When you first start investing, you might look for high risk, high reward growth shares. You can do this because if things don't go to plan, you have plenty of time to recover from your losses.
But when you're in retirement or approaching it, investors may be better focusing on income and capital preservation.
With that in mind, listed below are two ASX 200 shares that could be good options for retirees. Here's what you need to know about them:
Coles Group Ltd (ASX: COL)
The first ASX 200 dividend share to look at for a retirement portfolio is supermarket giant Coles.
Coles could be a great option in the current environment thanks to its defensive qualities, positive exposure to inflation, and favourable long term growth outlook.

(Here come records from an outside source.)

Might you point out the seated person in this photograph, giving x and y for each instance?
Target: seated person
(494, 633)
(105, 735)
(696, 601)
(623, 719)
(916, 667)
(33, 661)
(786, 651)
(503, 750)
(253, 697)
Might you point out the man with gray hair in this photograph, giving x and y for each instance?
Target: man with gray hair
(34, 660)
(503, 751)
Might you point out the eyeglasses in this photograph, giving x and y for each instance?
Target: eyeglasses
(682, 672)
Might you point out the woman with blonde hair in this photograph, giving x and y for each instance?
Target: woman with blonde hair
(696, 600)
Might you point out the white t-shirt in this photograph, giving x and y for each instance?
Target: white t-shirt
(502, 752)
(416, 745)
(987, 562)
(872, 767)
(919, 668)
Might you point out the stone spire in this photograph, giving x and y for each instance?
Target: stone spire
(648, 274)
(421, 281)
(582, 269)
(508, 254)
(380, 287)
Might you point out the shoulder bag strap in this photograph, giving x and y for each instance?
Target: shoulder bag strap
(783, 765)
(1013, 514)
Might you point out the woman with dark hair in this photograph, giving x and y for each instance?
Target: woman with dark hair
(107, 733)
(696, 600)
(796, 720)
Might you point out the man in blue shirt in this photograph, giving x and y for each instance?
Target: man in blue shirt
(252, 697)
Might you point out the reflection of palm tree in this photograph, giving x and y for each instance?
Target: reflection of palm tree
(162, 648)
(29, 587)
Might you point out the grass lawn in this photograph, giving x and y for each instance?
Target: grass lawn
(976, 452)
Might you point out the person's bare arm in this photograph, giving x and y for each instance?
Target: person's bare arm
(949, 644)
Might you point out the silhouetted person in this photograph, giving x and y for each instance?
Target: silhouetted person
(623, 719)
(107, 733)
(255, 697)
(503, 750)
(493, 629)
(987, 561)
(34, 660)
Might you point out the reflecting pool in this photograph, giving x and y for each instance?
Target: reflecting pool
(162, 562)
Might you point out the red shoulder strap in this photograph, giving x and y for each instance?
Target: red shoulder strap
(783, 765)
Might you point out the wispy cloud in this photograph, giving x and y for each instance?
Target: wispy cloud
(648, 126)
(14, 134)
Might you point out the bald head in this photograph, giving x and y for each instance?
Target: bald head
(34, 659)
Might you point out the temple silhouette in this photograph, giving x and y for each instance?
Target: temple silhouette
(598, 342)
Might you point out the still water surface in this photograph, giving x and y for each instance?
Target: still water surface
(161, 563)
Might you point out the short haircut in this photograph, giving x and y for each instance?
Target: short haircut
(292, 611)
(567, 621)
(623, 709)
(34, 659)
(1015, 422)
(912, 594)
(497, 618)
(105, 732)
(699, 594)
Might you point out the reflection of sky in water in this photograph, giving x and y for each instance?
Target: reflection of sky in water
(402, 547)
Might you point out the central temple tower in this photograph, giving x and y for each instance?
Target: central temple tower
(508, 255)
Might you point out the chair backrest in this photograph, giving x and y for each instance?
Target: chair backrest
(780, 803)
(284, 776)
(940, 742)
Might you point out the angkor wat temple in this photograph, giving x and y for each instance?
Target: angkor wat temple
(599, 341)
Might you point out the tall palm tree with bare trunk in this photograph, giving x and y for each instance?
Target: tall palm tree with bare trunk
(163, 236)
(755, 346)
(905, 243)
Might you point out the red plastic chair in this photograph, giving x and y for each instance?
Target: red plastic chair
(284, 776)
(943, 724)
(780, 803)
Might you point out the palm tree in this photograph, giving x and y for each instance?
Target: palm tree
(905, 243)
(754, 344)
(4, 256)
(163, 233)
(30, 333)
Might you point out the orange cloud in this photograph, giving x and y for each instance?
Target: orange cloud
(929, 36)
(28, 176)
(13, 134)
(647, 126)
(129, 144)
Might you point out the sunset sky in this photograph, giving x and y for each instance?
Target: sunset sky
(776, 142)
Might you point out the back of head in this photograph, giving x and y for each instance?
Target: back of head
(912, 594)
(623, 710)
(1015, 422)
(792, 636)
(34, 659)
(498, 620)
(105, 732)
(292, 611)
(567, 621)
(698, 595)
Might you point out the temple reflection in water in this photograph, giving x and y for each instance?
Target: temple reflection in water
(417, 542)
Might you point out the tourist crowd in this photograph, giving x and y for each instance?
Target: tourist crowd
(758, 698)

The latter is being underpinned by the company's refreshed strategy, which aims to cut costs through automation and efficiencies. This includes the construction of new distribution centres with automation giant Ocado.
The team at Citi is positive on Coles and has a buy rating and $18.90 price target on its shares.
In respect to dividends, the broker is forecasting fully franked dividends of 72 cents per share in FY 2023 and 77 cents per share in FY 2024. Based on the latest Coles share price of $16.92, this will mean yields of 4.25% and 4.55%, respectively.
Telstra Corporation Ltd (ASX: TLS)
Another ASX 200 share that could be a top option for retirees is Telstra.
Much like Coles, it has defensive qualities that could prove valuable in the current environment. In addition, the company's outlook is arguably the most positive it has been in over a decade thanks to the success of the T22 strategy and the new T25 strategy.
The latter is targeting high-teens underlying earnings per share compound annual growth through to FY 2025.
Morgans is a fan of the company and currently has an add rating and $4.60 price target on its shares.
As for dividends, it is forecasting 16.5 cents per share dividend in FY 2023 and FY 2024. Based on the current Telstra share price of $4.05, this equates to a 4.1% dividend yield.